No significant circularity; formalism applied independently to PDEs

full rationale

The paper constructs explicit k-contact Hamiltonians for the listed dissipative PDEs (damped Klein-Gordon, Fisher-KPP, etc.) such that the Hamilton-De Donder-Weyl equations recover the original dynamics. This is a standard constructive application of an established geometric framework (canonical k-contact manifolds and k-contactifications) rather than a derivation that reduces outputs to inputs by definition. No load-bearing step equates a prediction to a fitted parameter, renames a known result, or relies on a self-citation chain whose validity is internal to the present work. The splitting results, regularity conditions, and ultrahyperbolicity criteria are derived from the geometry itself and serve as tools, not tautologies. The central claim therefore remains self-contained against external benchmarks.

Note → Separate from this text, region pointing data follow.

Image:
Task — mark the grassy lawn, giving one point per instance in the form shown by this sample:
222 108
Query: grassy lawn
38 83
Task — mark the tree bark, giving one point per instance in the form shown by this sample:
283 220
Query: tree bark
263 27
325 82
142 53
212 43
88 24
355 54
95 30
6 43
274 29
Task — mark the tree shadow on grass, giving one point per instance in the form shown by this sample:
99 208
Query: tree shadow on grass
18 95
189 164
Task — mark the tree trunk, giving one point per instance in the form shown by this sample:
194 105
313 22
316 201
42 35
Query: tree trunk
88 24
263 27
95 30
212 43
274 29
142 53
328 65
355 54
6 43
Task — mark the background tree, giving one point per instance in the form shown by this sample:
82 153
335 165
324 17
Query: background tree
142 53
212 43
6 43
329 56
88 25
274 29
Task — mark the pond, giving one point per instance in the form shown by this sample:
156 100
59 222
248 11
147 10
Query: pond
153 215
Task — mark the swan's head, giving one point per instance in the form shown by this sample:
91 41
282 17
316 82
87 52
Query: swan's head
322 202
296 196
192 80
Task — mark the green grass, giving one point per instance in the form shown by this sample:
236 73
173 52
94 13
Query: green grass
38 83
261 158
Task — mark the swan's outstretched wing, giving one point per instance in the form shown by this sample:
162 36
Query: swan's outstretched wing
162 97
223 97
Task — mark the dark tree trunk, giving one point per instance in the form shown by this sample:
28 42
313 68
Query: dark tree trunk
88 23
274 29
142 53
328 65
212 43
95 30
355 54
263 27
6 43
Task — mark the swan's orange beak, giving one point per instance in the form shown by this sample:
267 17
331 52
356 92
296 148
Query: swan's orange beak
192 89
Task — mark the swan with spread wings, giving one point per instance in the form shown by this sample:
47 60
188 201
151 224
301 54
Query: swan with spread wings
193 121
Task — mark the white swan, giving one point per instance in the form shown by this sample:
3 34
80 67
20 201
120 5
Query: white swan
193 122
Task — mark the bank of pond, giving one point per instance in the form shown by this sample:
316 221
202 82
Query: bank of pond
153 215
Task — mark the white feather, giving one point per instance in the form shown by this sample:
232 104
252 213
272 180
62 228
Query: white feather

Axiom & Free-Parameter Ledger

0 free parameters · 1 axioms · 0 invented entities

The framework rests on standard differential-geometric assumptions about the existence and regularity of k-contact structures on the indicated bundles; no new free parameters or invented entities are introduced in the abstract.

axioms (1)
  • domain assumption Canonical k-contact manifolds exist on ⊕^k T*Q × R^k and admit k-contactifications of exact k-symplectic structures.
    Invoked to define the phase spaces for the Hamilton-De Donder-Weyl equations.